The Reserve Bank of India has raised two interest rates and restricted lenders’ access to funds in the past two weeks, pushing the benchmark 10-year bond yield to a 14-month high and leading to debt-sale failures. The measures “should be seen not as a precursor to a substantial change in monetary stance, which, thus far, has been on the easing side,” Raghuram Rajan, the top adviser in the finance ministry, said yesterday in an interview with Bloomberg India TV. The steps should be sufficient, he said.
“Such comments are, indeed, what markets would like to hear, as they improve communication of policy intentions,” Dariusz Kowalczyk, a strategist at Credit Agricole CIB in Hong Kong, said in an e-mail interview today. “The measures amount to significant tightening and were a mistake as their negative impact on market rates, confidence and growth will be bigger than the positive impact on the rupee.”
The rupee advanced 0.5 percent this week to 59.0425 per dollar in Mumbai, according to prices from local banks compiled by Bloomberg. The currency, which plunged to an unprecedented 61.2125 on July 8, rose 0.1 percent today and touched 58.7025, the strongest level since June 19.

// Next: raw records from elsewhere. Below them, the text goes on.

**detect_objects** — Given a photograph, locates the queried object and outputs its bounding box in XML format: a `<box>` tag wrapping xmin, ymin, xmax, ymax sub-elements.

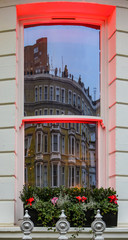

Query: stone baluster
<box><xmin>56</xmin><ymin>210</ymin><xmax>70</xmax><ymax>240</ymax></box>
<box><xmin>20</xmin><ymin>210</ymin><xmax>34</xmax><ymax>240</ymax></box>
<box><xmin>91</xmin><ymin>210</ymin><xmax>106</xmax><ymax>240</ymax></box>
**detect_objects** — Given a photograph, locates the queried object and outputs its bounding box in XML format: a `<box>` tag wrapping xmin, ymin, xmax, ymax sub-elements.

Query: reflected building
<box><xmin>24</xmin><ymin>38</ymin><xmax>100</xmax><ymax>187</ymax></box>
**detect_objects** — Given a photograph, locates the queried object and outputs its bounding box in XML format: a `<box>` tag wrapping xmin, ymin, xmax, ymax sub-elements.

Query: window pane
<box><xmin>24</xmin><ymin>123</ymin><xmax>97</xmax><ymax>187</ymax></box>
<box><xmin>24</xmin><ymin>25</ymin><xmax>100</xmax><ymax>116</ymax></box>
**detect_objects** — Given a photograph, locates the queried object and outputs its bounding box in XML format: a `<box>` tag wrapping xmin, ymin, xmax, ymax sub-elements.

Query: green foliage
<box><xmin>20</xmin><ymin>187</ymin><xmax>118</xmax><ymax>228</ymax></box>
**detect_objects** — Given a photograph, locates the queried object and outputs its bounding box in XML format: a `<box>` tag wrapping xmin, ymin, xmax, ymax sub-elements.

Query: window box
<box><xmin>21</xmin><ymin>187</ymin><xmax>118</xmax><ymax>228</ymax></box>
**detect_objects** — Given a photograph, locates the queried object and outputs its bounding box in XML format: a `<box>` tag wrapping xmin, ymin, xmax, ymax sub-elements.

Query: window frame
<box><xmin>16</xmin><ymin>2</ymin><xmax>116</xmax><ymax>222</ymax></box>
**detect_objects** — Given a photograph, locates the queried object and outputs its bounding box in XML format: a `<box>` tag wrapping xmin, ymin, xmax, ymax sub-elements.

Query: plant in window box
<box><xmin>20</xmin><ymin>187</ymin><xmax>118</xmax><ymax>227</ymax></box>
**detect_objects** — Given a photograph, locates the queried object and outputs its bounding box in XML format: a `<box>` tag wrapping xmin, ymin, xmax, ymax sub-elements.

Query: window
<box><xmin>39</xmin><ymin>86</ymin><xmax>42</xmax><ymax>101</ymax></box>
<box><xmin>73</xmin><ymin>93</ymin><xmax>76</xmax><ymax>107</ymax></box>
<box><xmin>36</xmin><ymin>163</ymin><xmax>42</xmax><ymax>187</ymax></box>
<box><xmin>61</xmin><ymin>88</ymin><xmax>65</xmax><ymax>103</ymax></box>
<box><xmin>36</xmin><ymin>132</ymin><xmax>42</xmax><ymax>152</ymax></box>
<box><xmin>52</xmin><ymin>134</ymin><xmax>58</xmax><ymax>152</ymax></box>
<box><xmin>35</xmin><ymin>87</ymin><xmax>38</xmax><ymax>102</ymax></box>
<box><xmin>69</xmin><ymin>136</ymin><xmax>75</xmax><ymax>155</ymax></box>
<box><xmin>21</xmin><ymin>3</ymin><xmax>105</xmax><ymax>191</ymax></box>
<box><xmin>62</xmin><ymin>136</ymin><xmax>65</xmax><ymax>154</ymax></box>
<box><xmin>68</xmin><ymin>90</ymin><xmax>72</xmax><ymax>104</ymax></box>
<box><xmin>50</xmin><ymin>86</ymin><xmax>54</xmax><ymax>101</ymax></box>
<box><xmin>56</xmin><ymin>87</ymin><xmax>60</xmax><ymax>102</ymax></box>
<box><xmin>52</xmin><ymin>164</ymin><xmax>58</xmax><ymax>187</ymax></box>
<box><xmin>69</xmin><ymin>166</ymin><xmax>75</xmax><ymax>187</ymax></box>
<box><xmin>44</xmin><ymin>86</ymin><xmax>48</xmax><ymax>100</ymax></box>
<box><xmin>44</xmin><ymin>135</ymin><xmax>48</xmax><ymax>153</ymax></box>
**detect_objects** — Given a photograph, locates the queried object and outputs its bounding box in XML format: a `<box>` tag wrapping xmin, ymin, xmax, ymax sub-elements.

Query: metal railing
<box><xmin>20</xmin><ymin>210</ymin><xmax>106</xmax><ymax>240</ymax></box>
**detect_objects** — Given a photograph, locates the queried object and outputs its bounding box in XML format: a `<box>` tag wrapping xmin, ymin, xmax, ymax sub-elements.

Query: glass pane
<box><xmin>24</xmin><ymin>25</ymin><xmax>100</xmax><ymax>116</ymax></box>
<box><xmin>24</xmin><ymin>123</ymin><xmax>97</xmax><ymax>187</ymax></box>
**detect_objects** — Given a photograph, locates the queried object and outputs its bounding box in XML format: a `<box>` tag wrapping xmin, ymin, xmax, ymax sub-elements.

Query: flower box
<box><xmin>21</xmin><ymin>187</ymin><xmax>118</xmax><ymax>228</ymax></box>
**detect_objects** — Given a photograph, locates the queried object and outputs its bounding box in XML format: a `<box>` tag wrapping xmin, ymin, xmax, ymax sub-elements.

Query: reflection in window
<box><xmin>24</xmin><ymin>123</ymin><xmax>97</xmax><ymax>187</ymax></box>
<box><xmin>36</xmin><ymin>163</ymin><xmax>42</xmax><ymax>187</ymax></box>
<box><xmin>44</xmin><ymin>86</ymin><xmax>48</xmax><ymax>100</ymax></box>
<box><xmin>35</xmin><ymin>87</ymin><xmax>38</xmax><ymax>102</ymax></box>
<box><xmin>24</xmin><ymin>25</ymin><xmax>100</xmax><ymax>116</ymax></box>
<box><xmin>39</xmin><ymin>86</ymin><xmax>42</xmax><ymax>101</ymax></box>
<box><xmin>68</xmin><ymin>90</ymin><xmax>72</xmax><ymax>104</ymax></box>
<box><xmin>56</xmin><ymin>87</ymin><xmax>60</xmax><ymax>102</ymax></box>
<box><xmin>50</xmin><ymin>86</ymin><xmax>53</xmax><ymax>101</ymax></box>
<box><xmin>61</xmin><ymin>88</ymin><xmax>65</xmax><ymax>103</ymax></box>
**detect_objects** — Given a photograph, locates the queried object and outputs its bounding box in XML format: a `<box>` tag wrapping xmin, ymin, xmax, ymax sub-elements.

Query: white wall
<box><xmin>108</xmin><ymin>6</ymin><xmax>128</xmax><ymax>226</ymax></box>
<box><xmin>0</xmin><ymin>7</ymin><xmax>16</xmax><ymax>225</ymax></box>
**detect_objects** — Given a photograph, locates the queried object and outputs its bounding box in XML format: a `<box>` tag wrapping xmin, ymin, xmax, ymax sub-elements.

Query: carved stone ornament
<box><xmin>56</xmin><ymin>210</ymin><xmax>70</xmax><ymax>239</ymax></box>
<box><xmin>20</xmin><ymin>210</ymin><xmax>34</xmax><ymax>240</ymax></box>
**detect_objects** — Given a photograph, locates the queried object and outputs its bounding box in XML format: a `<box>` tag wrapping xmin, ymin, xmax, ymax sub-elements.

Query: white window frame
<box><xmin>16</xmin><ymin>0</ymin><xmax>113</xmax><ymax>223</ymax></box>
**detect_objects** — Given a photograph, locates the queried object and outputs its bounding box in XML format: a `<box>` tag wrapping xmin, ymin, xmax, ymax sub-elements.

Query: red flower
<box><xmin>108</xmin><ymin>195</ymin><xmax>118</xmax><ymax>204</ymax></box>
<box><xmin>76</xmin><ymin>196</ymin><xmax>82</xmax><ymax>202</ymax></box>
<box><xmin>82</xmin><ymin>196</ymin><xmax>87</xmax><ymax>202</ymax></box>
<box><xmin>26</xmin><ymin>197</ymin><xmax>34</xmax><ymax>206</ymax></box>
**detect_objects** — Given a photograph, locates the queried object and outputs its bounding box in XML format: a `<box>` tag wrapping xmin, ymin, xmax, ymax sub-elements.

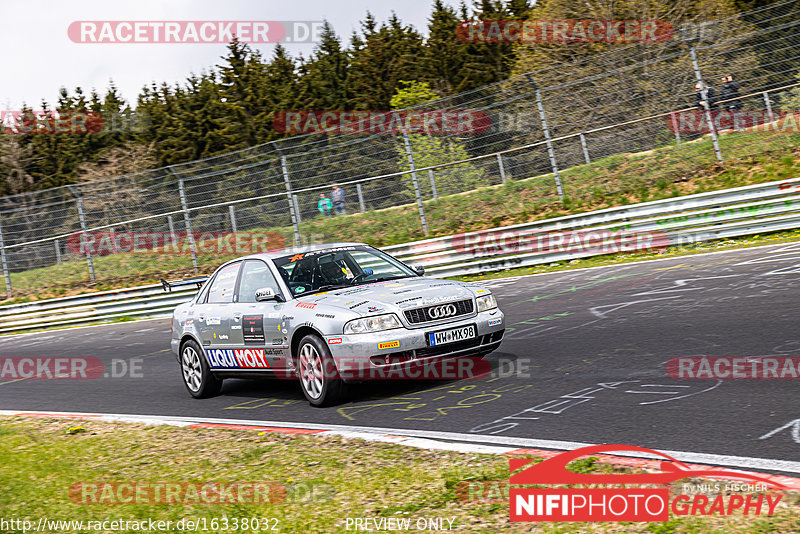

Global funds have cut holdings of Indian debt by $9 billion since May 22, when the Federal Reserve first signaled it could curb asset purchases that have boosted demand for emerging-market assets.
The RBI capped the amount lenders can borrow in daily repurchase auctions at 0.5 percent of their deposits, it said in a July 23 statement. The authority also raised the daily balance requirement for lenders’ cash-reserve ratios to 99 percent from 70 percent effective July 27. The moves follow steps announced July 15, when the RBI raised its bank rate and marginal standing facility rate to 10.25 percent from 8.25 percent. It left the main repurchase rate unchanged as the economy grows at the slowest pace in a decade.
One-month implied volatility, a measure of expected moves in the exchange rate used to price options, fell 15 basis points, or 0.15 percentage point, this week to 11.65 percent. The rate fell 10 basis points today.
“By stabilizing the rupee, we will also enhance the possibility of stronger growth,” the finance ministry’s Rajan said. “Because the inflationary consequence will be contained and, hopefully over time, that will give RBI room to be more accommodative.”
Rajan’s comments probably aim to “calm the market’s nerves,” Credit Agricole’s Kowalczyk said. The RBI will keep the benchmark rate at 7.25 percent at a July 30 review, according to all 28 estimates in a Bloomberg survey.
Three-month onshore rupee forwards were little changed today at 60.60 per dollar, data compiled by Bloomberg show. Offshore non-deliverable contracts were steady at 60.40. Forwards are agreements to buy or sell assets at a set price and date. Non-deliverable contracts are settled in dollars.